Father left, bigger than life, one morning. He came home in a box. Mother had the coffin set up in the parlor. The coffin was open of course. Great candles illuminated the coffin. Father reclined inside, his hands crossed over his black frock coat, his face unrecognizable. Mother ordered us to sit by that coffin all night as mourners came and went. Everyone was weeping except Mother or us. Mother said we not suppose to weep. We all had new funeral clothes on which did not fit being store bought. Mother wore store bought widow’s weeds of impressive blackness with a great black veil. She sat as if on a throne the same way she sat in that damn private pew at her fire and brimstone kirk. That was when I first felt the grief and mourning she would use on us kids as if a weapon.

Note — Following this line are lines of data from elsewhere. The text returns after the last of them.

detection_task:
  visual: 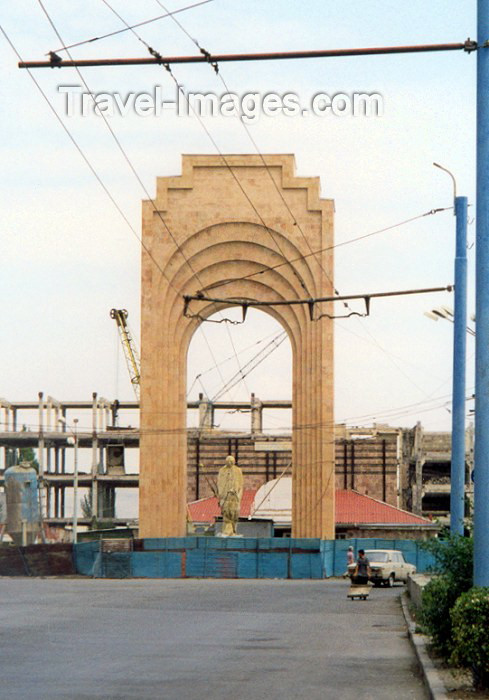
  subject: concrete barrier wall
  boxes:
[75,537,432,579]
[0,543,76,576]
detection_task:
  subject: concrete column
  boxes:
[199,394,214,430]
[250,394,263,435]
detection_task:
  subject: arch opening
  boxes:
[140,155,334,538]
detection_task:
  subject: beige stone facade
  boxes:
[139,155,335,538]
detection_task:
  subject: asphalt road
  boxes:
[0,578,426,700]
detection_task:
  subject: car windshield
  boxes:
[365,549,389,563]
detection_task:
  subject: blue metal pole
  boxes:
[450,197,467,535]
[474,0,489,586]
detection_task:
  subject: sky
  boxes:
[0,0,476,442]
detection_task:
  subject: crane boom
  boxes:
[110,309,141,401]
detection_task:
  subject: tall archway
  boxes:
[139,155,334,538]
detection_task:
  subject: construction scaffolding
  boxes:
[0,392,473,526]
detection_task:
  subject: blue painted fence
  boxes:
[74,537,433,579]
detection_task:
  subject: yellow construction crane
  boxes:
[110,309,141,401]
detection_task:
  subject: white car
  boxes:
[348,549,416,586]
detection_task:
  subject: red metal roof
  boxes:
[188,489,431,525]
[335,489,433,525]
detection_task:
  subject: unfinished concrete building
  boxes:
[0,394,473,526]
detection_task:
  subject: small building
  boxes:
[188,477,440,539]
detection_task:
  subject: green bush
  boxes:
[420,535,473,657]
[421,535,474,595]
[450,588,489,688]
[420,575,457,656]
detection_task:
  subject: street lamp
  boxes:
[58,418,78,544]
[430,163,467,535]
[424,306,475,336]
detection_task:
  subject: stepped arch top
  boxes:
[140,155,334,537]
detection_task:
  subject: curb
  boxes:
[401,592,449,700]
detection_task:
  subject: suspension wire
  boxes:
[96,0,309,295]
[0,25,179,294]
[205,206,453,292]
[19,38,480,68]
[37,0,231,394]
[212,332,286,401]
[152,0,340,307]
[46,0,214,55]
[187,331,287,398]
[148,0,453,326]
[96,0,316,404]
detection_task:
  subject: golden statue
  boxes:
[217,456,243,537]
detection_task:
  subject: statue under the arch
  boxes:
[139,154,335,539]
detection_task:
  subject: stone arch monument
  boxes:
[139,155,335,538]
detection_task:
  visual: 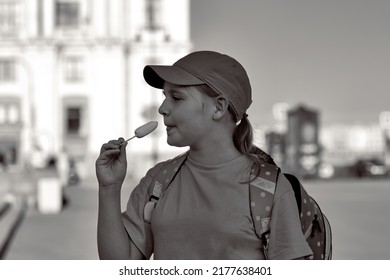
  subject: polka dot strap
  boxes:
[249,163,280,249]
[144,152,188,223]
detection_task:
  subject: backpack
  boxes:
[144,152,332,260]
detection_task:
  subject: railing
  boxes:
[0,196,28,260]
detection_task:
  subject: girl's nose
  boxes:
[158,100,169,116]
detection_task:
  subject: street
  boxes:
[6,179,390,260]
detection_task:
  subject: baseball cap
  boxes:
[143,51,252,121]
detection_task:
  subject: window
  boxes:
[55,0,80,28]
[0,1,20,35]
[66,107,81,135]
[0,59,15,82]
[0,99,20,125]
[146,0,161,30]
[64,56,84,83]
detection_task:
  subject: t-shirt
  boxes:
[123,156,311,260]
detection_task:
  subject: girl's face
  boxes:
[158,83,215,148]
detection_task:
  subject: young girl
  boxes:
[96,51,312,259]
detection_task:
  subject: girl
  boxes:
[96,51,312,259]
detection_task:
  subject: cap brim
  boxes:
[143,65,204,89]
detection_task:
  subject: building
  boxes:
[0,0,191,180]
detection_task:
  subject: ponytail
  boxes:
[199,85,276,177]
[233,116,276,177]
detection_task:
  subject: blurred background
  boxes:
[0,0,390,259]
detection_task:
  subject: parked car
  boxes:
[352,158,389,178]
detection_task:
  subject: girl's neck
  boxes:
[189,142,241,165]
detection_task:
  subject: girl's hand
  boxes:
[95,138,127,187]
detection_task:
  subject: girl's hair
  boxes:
[200,85,276,177]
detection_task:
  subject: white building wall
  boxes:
[0,0,191,177]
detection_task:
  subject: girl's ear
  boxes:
[213,96,229,120]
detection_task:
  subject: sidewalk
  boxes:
[5,175,134,260]
[5,186,98,260]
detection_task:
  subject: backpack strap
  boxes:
[144,151,188,223]
[249,163,280,258]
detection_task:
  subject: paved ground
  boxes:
[0,173,390,260]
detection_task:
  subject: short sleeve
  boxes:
[268,173,312,260]
[122,163,162,259]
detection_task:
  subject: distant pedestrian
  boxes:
[96,51,312,259]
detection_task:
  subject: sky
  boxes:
[190,0,390,125]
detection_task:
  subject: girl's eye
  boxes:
[172,95,183,101]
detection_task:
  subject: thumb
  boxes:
[118,138,127,164]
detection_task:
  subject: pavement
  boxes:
[0,173,136,260]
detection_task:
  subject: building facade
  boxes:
[0,0,191,177]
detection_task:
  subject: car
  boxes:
[352,158,389,178]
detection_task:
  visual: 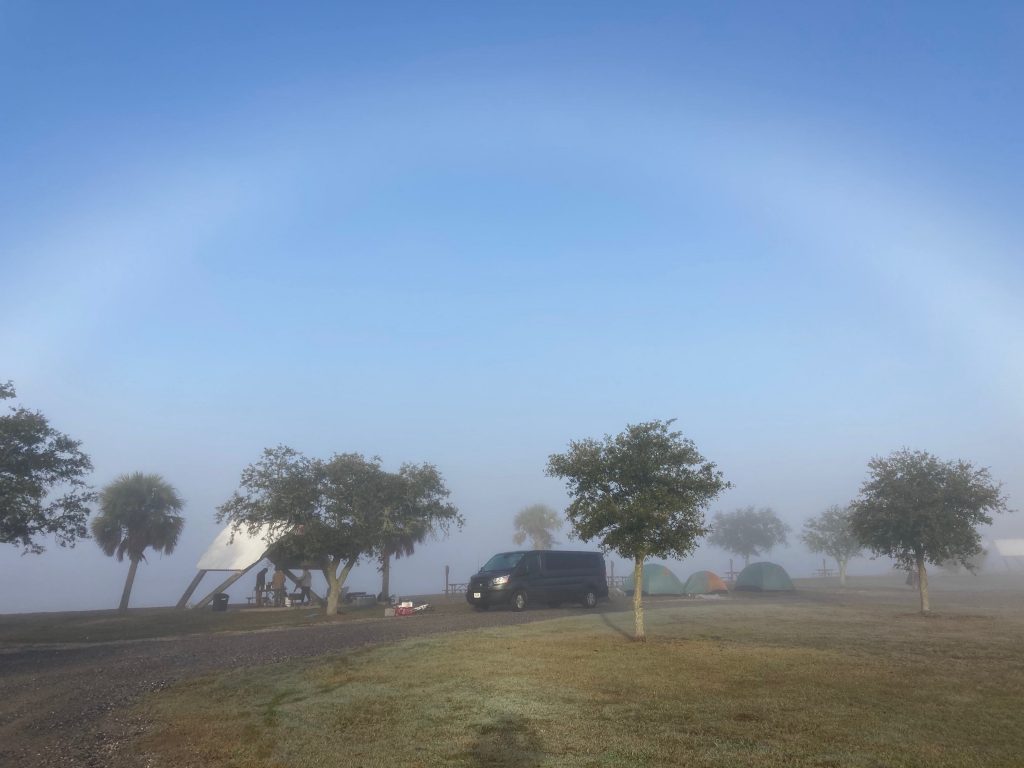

I will always remember the funeral. It rained nonstop. The water poured into the grave as the grave diggers eased Father’s coffin down into the mud. The kirk’s minister gave this dreadful speech on hellfire and damnation because Father refused to quit his Quaker Meeting Hall. Mother had the final word however. She refused to let Father’s fellow Quakers bury him. She had Father buried in the kirk churchyard. So none of Fathers’s Quakers were allowed to attend. Hired funeral attendants attended in their grand funeral costumes and great sashes of funeral black and wands of mourning. There were weepers too, little children hired to weep beautifully. We all stood in a circle around the grave as water poured down on us and the coffin. Mother ordered us not to weep. I remember there was some dispute whether or not it was proper for Mother to attend the funeral. But as there was no other Hogg to attend for Mother it appeared she was allowed to come. All of Mother’s brothers, my uncles, were in India or other diverse places. Mother had never kept in touch with her kind. She seemed to have cut herself off from her Hogg clan. So no Hogg attended.
An odd thing happened. For a moment, just a moment, I thought I saw Father standing there among the mourners attending his own funeral. I swear I saw him. He stood there smiling. Seeing me seeing him he winked one eye that way he always did when we connected, Father and Son, fooling Mother with some nonsense or other. Then he was gone. I guess it was my imagination. I was just so desperate to see Father alive.